On the prose style of St John Fisher
Here’s J. S. Phillimore on the prose style of St John Fisher’s sermons:
As a book of devotion it certainly escapes the commonest fault in that kind, the sin of sweetishness or false unction. The reason why this so often defaces books of devotion is that they are taken from foreign originals with too little respect for idiom. Much sentiment is good and pleasant to the native palate in French or Italian, which, done into English, will estrange, offend and even scandalize an English reader. The literary charm, the raciness, the solidity and sincerity of Fisher’s English give a most engaging address to these printed missionaries. Reading and rereading these proofs I find him, in my own experience, extraordinarily satisfying and uncloying. Such sweetness without sentimentality, such mastery in tempering hope and fear together, rebuke and consolation; in a word, such a man, and such a Saint.

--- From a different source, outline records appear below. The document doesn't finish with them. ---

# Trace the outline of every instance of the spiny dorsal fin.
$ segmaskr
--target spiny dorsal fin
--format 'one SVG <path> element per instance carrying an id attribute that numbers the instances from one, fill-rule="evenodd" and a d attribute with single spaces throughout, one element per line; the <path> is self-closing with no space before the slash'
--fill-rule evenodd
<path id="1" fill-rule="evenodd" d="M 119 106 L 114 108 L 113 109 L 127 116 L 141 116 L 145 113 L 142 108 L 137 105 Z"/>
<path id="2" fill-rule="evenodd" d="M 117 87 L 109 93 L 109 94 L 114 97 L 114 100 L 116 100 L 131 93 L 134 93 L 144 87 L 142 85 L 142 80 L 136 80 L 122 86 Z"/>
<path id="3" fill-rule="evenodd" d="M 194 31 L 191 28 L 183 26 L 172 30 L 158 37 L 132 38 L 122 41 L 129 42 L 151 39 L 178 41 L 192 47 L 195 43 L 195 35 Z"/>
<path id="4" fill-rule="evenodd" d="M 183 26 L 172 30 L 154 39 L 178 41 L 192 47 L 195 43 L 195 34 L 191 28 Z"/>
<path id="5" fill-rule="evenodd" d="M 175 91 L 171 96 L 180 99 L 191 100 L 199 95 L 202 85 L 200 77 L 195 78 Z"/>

The complete works of St Thomas More
The writings of Thomas More were scarce in 1914 when J. S. Phillimore wrote his preface to the Manresa Press edition of the sermons of St John Fisher on the seven Penitential Psalms:
The young student who swallows what his hand books tell him is never allowed to suspect that More’s English works fill 1400 pages of folio. Or suppose him to have learned this much (for the literary histories mention it), he is little the forwarder. There is hardly a possibility of his reading them. Since 1557 there has never been a complete reprint; and only three pieces, I think, have been reprinted at all.
Yale University published the works of More in a scholarly edition of 15 volumes between 1963 and 1997, but 15 volumes at about $100 per volume comes to way too damn much for me to pay.
The 1557 edition (funky spelling, gothic type, crappy printing, &c.) is on the web here at the Center for Thomas More Studies at the University of Dallas. There’s a transcription & translation job there for a young scholar with a steady eye and an iron butt.